JOURNAL ARTICLE

Effect of coculturing canine notochordal, nucleus pulposus and mesenchymal stromal cells for intervertebral disc regeneration

Irene T M Arkesteijn, Lucas A Smolders, Sandra Spillekom, Frank M Riemers, Esther Potier, Björn P Meij, Keita Ito, Marianna A Tryfonidou
Arthritis Research & Therapy 2015, 17: 60
25890127

INTRODUCTION: Early degenerative changes in the nucleus pulposus (NP) are observed after the disappearance of notochordal cells (NCs). Thus, it has been suggested that NCs play an important role in maintaining the NP and may have a regenerative potential on other cells of the NP. As the number of resident NP cells (NPCs) decreases in a degenerating disc, mesenchymal stromal (stem) cells (MSCs) may be used for cell supplementation. In this study, using cells of one species, the regenerative potential of canine NCs was assessed in long-term three-dimensional coculture with canine NPCs or MSCs.

METHODS: Canine NCs and canine NPCs or MSCs were cocultured in alginate beads for 28 days under hypoxic and high-osmolarity conditions. Cell viability, cell morphology and DNA content, extracellular matrix production and expression of genes related to NC markers (Brachyury, KRT18) and NP matrix production (ACAN, COL2A1, COL1A1) were assessed after 1, 15 and 28 days of culture.

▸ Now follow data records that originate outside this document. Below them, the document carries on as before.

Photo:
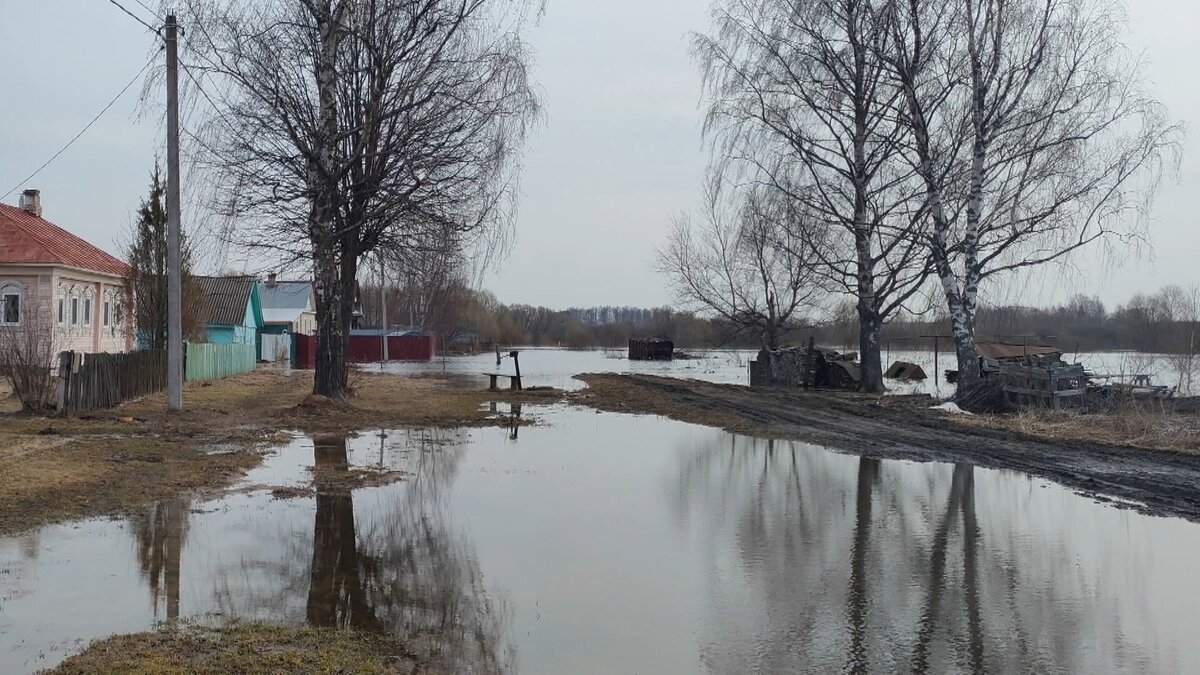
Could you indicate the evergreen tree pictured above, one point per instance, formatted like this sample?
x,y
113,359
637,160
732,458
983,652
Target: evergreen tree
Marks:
x,y
145,290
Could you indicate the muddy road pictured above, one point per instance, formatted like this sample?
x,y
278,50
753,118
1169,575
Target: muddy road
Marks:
x,y
1155,482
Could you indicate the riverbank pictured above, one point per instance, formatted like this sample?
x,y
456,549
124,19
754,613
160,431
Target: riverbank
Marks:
x,y
1153,479
108,463
249,649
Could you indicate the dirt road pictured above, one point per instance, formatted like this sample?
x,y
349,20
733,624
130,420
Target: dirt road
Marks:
x,y
1157,482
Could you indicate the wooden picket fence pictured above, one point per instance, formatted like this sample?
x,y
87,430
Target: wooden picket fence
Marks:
x,y
208,362
102,381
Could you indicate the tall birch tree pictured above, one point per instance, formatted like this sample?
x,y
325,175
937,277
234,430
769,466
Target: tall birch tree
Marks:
x,y
801,102
346,127
1031,135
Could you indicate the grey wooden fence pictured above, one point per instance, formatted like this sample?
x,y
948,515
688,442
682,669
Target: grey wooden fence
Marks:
x,y
102,381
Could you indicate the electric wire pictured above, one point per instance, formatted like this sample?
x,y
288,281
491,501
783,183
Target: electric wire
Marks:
x,y
135,17
70,143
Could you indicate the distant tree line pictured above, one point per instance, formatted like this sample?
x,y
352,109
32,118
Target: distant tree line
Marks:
x,y
894,151
1164,322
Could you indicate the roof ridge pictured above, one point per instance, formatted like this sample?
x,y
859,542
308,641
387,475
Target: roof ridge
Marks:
x,y
29,225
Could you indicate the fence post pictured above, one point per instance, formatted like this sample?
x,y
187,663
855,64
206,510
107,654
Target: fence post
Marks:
x,y
64,380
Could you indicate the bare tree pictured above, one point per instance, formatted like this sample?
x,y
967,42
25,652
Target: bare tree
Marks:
x,y
29,346
801,103
143,311
342,127
744,262
1180,311
1031,135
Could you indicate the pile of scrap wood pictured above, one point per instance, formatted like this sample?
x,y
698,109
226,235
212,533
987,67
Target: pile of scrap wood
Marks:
x,y
805,366
651,350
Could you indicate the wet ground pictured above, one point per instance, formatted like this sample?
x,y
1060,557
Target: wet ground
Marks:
x,y
557,368
605,543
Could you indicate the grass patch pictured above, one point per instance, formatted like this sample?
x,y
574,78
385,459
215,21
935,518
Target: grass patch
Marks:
x,y
1134,425
240,649
106,463
55,478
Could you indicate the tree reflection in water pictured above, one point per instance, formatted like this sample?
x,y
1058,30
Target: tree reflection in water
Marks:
x,y
861,565
159,533
394,565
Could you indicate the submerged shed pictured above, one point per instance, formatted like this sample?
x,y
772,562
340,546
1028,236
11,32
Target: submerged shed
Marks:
x,y
651,350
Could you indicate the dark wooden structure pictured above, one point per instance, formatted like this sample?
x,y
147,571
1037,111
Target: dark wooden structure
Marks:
x,y
804,368
651,350
101,381
1054,387
514,380
906,371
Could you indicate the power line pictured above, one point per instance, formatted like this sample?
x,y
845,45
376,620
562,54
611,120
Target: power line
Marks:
x,y
187,71
100,114
147,9
135,17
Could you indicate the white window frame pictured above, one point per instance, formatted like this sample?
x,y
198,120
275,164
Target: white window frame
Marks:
x,y
88,302
12,288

RESULTS: NCs did not completely maintain their phenotype (morphology, matrix production, gene expression) during 28 days of culture. In cocultures of NPCs and NCs, both extracellular matrix content and anabolic gene expression remained unchanged compared with monoculture groups, whereas cocultures of MSCs and NCs showed increased glycosaminoglycan/DNA. However, the deposition of these proteoglycans was observed near the NCs and not the MSCs. Brachyury expression in the MSC and NC coculture group increased in time. The latter two findings indicate a trophic effect of MSCs on NCs rather than vice versa.

CONCLUSIONS: No regenerative potential of canine NCs on canine NPCs or MSCs was observed in this study. However, significant changes in NC phenotype in long-term culture may have resulted in a suboptimal regenerative potential of these NCs. In this respect, NC-conditioned medium may be better than coculture for future studies of the regenerative potential of NCs.